Você está escutando bem? As crianças discutiam loucamente, todo santo dia, o ponto da

praia que as vagas irão atingir. Porque discutem assim? Por divertimento. Por jogo, brincadeira. Pra adivinhar, só pra isso. E depois ficavam maravilhadas porque erravam. Que

bonito! luta infantil, inútil, sem meta... Coisa de muita boniteza, brincalhonas!

Não e não, infelizmente. Nem estavam maravilhadas, nem era inútil o brinquedo.

Repare nos olhos de Aldinha, Laurita de lábios trementes.

— Chiii! Laurita aquela!!... Aposto que chega até aqui!

— Não chega!

— Você quer ver como chega! E vinha o triunfo de Laurita:

— Está vendo!... Eu disse que não chegava!

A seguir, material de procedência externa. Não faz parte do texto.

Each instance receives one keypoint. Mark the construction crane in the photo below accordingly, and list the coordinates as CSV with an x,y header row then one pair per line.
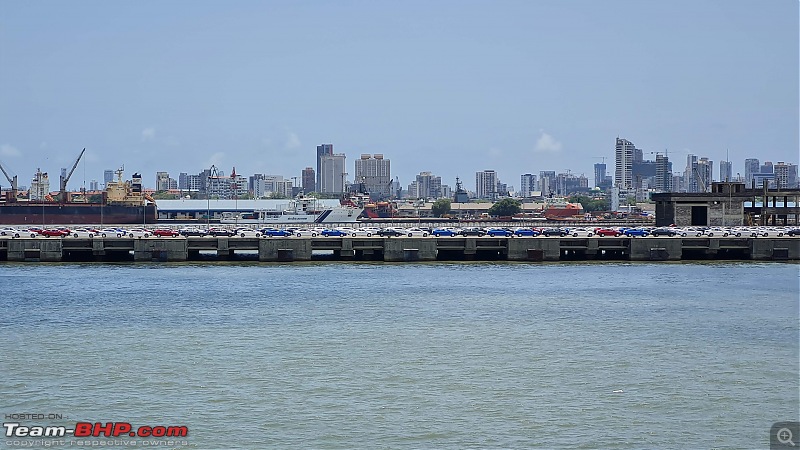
x,y
62,192
12,181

Por jogo discutem as crianças. Mas também por avidez e briga. Aldinha sentia-se

batida e sofria. Muito? Muito. Porém depois gozava com a reflexão: Antes assim! se a

onda chegasse até junto dela, meu Deus! teria medo... Antes assim! Ah! Laurita, Aldinha,

vosso brinquedo me melancoliza... Vós não brincais por brincadeira, não... Brincais por

treino, exercendo em diminutivo a angustiosa adivinhação da existência...

O mar mapiava que nem boca malcriada, lançando o guspe da espuma pro céu.

O andar germânico rápido de todo aos poucos se latinizava. O passeio de função virava

invenção. Fräulein abaixava a cara. Disfarçava um pudor inexistente com esses modos

do pé atingindo conchas entressepultas, pisando o rastro das meninas adiante. E falava de

amor. Hoje repisa o assunto da véspera, Carlos carecia de reconhecer que no amor, sem

sacrifício mútuo não tem felicidade nem paz, não é?

Este capítulo dava sempre desgostos pra ela. No entanto estava certa de que tinha

razão. E se esmerava eloqüente, não se esquecendo nunca de contar o caso de Hermann

e Dorotéia. Porém não impressionava os discípulos. Aceitavam com facilidade, isso aceitavam, concordavam, olhavam pra ela francos, olhos rasgados com o luar da abnegação:

ôh! sim! me sacrificar por ti!... E, chegava o malentendido. Um menino alemão é possível

que entendesse bem, mas estes brasileiros úmidos... Não se lembravam mais da felicidade

comum, nem da tranqüilidade do lar. Se sacrificar!... Era o sacrifício por ela, pela amada,

isto é pela alma da amada! Isto era o que entendiam estes brasileiros úmidos. Chegava

o instante do exemplo, Fräulein mostrava um sacrifício, um qualquerzinho, primeiro a

aparecer, abstinência de prazer por muito tempo, um dia. Caíram na esparrela, tinham que

ceder. Numa obediência escolar, imóveis, invernos, tiriricas por dentro. Depois se aproximavam dela, com alguma timidez, não tem duvida, desapontados, sorrindo. E pediam.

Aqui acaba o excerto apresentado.